Le président américain Donald Trump a affirmé jeudi que les États-Unis se réservaient le droit de « sécuriser militairement » la base aérienne conjointe de Diego Garcia si de futurs accords venaient à menacer l’accès américain à ce site stratégique. Cette déclaration est intervenue après des discussions qu’il a qualifiées de « productives » avec le Premier ministre britannique Keir Starmer.
Diego Garcia, située dans l’archipel des Chagos, abrite une base militaire clé pour les opérations américaines et britanniques dans l’océan Indien. Le mois dernier, Donald Trump avait vivement critiqué l’accord conclu en 2025 par Londres, qui prévoyait le transfert de la souveraineté de l’archipel à Maurice, qualifiant cette décision de signe de « faiblesse totale » et de « grande stupidité ».
Dans un message publié jeudi sur son réseau Truth Social, le président américain a toutefois reconnu que l’accord négocié par Keir Starmer représentait « le meilleur qu’il pouvait obtenir ». Le texte prévoit en effet un bail de 99 ans permettant au Royaume-Uni de conserver le contrôle opérationnel de Diego Garcia, tout en garantissant la poursuite des activités militaires américaines sur la base.

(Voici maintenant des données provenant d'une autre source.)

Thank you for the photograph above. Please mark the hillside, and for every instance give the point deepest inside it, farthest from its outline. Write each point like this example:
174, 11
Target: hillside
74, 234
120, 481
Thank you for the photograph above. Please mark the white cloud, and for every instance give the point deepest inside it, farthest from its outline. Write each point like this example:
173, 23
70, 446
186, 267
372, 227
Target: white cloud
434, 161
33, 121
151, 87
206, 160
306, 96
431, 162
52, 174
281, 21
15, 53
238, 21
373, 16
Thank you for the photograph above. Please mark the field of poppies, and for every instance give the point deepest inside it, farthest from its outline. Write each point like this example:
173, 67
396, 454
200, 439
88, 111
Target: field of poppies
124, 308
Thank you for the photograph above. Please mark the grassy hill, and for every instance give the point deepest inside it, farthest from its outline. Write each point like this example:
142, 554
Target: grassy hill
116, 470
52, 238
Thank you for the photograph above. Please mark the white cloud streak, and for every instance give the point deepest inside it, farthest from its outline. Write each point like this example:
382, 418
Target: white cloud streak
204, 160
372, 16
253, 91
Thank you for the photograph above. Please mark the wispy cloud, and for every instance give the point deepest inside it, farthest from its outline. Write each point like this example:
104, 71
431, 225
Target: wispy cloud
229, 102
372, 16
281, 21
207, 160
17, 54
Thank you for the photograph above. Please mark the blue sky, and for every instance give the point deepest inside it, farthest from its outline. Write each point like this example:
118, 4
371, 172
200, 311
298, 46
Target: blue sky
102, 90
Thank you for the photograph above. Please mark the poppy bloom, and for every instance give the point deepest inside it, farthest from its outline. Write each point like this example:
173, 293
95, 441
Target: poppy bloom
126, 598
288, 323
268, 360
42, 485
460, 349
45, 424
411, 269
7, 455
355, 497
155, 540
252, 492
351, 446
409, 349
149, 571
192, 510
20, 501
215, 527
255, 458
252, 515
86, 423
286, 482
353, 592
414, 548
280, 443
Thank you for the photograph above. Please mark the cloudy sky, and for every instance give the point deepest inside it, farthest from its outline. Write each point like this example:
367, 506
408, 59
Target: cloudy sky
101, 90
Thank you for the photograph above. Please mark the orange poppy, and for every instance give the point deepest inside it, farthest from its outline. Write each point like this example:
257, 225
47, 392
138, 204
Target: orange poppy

Donald Trump a néanmoins averti que Washington agirait si cet équilibre venait à être remis en cause. « Si le contrat de location devait être rompu à l’avenir, ou si quiconque menaçait ou mettait en danger les opérations et les forces américaines sur notre base, je me réserve le droit de sécuriser et de renforcer militairement la présence américaine à Diego Garcia », a-t-il déclaré.
Ces propos soulignent l’importance stratégique que les États-Unis accordent à cette installation, utilisée notamment pour des opérations aériennes et navales au Moyen-Orient, en Afrique et en Asie. Ils reflètent aussi la volonté de l’administration Trump de conserver une liberté d’action maximale sur les dossiers de sécurité, même lorsqu’ils impliquent des accords de souveraineté sensibles avec des alliés proches.